Friday, April 19, 2013

Hillbilly Recipe

     It's been real nice lately being around a kid, not just any ordinary kid, but an onry 15 year old active boy.  One night at supper, he was quite critical and animate about the table venue.   Myself, being perhaps just as onry at times, decided that he could cook his own supper from now on.  I, being a little more accustomed to palatable table fare, allowed only one evening of  chef boy-ar- Hunter with plenty of ketchup. That isn't working very well either. Perhaps it was a guilt complex that maybe I wasn't giving my best, or that maybe a thought came I should get out of the box of  hillbilly cooking methods and try make something  more delictable to the customs of a hungry growing teen. Nevertheless, I found myself looking for a cookbook.  I thought maybe one night tater tot-hot dish would suffice.
     I went through a change of life recently, and for the love of all good things i will not expound on the details of searching high and low in my kitchen, through boxes in the house, through crevasses of the mind and soul, but I could not find a cookbook on my property to say politely as trying not to offend light eared readers, and not to revert to character defects of an untamed tongue and the mind of a uncouth hillbilly; but, I could not locate a cookbook to save my part of the body that cushions a seated pose.  I was explaining this to a friend of mine in frustration and laughter of the details of missing cookbooks from my home.  We decided that cookbooks do not belong to hillbillies.  And either a hillbilly can get by without one, or if he can not then he must lose a degree of status among the uncultured and unkempt life of fellow hillbillies.  After all, it would be poor to admit that we might actually use a written recipe or need one sometimes.

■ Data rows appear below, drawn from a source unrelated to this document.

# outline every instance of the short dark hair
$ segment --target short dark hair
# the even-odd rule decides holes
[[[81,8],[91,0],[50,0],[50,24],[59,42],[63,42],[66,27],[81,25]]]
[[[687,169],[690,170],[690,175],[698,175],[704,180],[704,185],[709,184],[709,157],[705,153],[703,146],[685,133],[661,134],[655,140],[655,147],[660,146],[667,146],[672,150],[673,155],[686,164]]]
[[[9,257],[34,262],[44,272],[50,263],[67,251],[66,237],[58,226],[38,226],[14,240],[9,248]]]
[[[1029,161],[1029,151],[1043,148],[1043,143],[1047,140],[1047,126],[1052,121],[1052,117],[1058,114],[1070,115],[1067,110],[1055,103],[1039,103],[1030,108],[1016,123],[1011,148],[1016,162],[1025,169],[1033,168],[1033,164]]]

     I must share with the reader our next conversation of oral proportions.  I must also confess that men, especially hillbilly men actually share recipes.  Yes, ladies do not monopolize the recipe sharing world.  Single guys need to eat something different every so often and we do enjoy eating and eating well and we must share something with our fellow hillbilly buddies so that they should not suffer of get bored with with singleness of purpose  food.  So my friend shared with me his recipe in hillbilly dialect his version of potato soup:
     "You take a kettle like this one (grabbing a 4 quart sacepan).  You fill it about up to here( pointing about 2/3 toward the top) with potatoes and onions.  You can add some gralic if you have some around.  Cover with water and boil a long time.  After you boil it a long time, you can add some meat: bacon, ham or sausage.  Summer sasusage even works. Turn the heat way down(simmer).  Then you add a good goober(1/3 to a1/2) of sour cream or chip dip if you got it.  Add a smaller goober(1/4 to 1/3 cup) of ranch dressing.  Add cream to thicken it up, and milk to get it to the consistency that you want. Do not boil! jus let it simmer.  When the meat and everything is good and hot, add a good handful of grated cheese(any kind) on top.  Do not stir.  As soon as that is melted, dish it up."
     Be it male understanding, or hillbilly bonding, this recipe made very good sense to me.  I take no offense to one who whose noggin is baffled or perplexed.  Perhaps the reader is not hillbilly enough to comprehend simple explanations and may require a more scientific standard written down recipe.  And that is ok.  I personally extend my condolences.
     As for supper tonight I can cook using wither the hillbilly method, or a traditional recipe card method.  Either one will get my tater-tot hotdish in the oven.  As long as I mix in a dash of understanding, and a few shakes of respect,  a goober and a half of compassion  and a few sprigs of tolerance,  a bunch of love and a teaspoon of patience,  dinner will go just fine as it normally does.  I have to admit that it would be nice if having a kid in the house came with a recipe that turned out every time.  Bless my table Lord and we thank Thee for Thy gifts.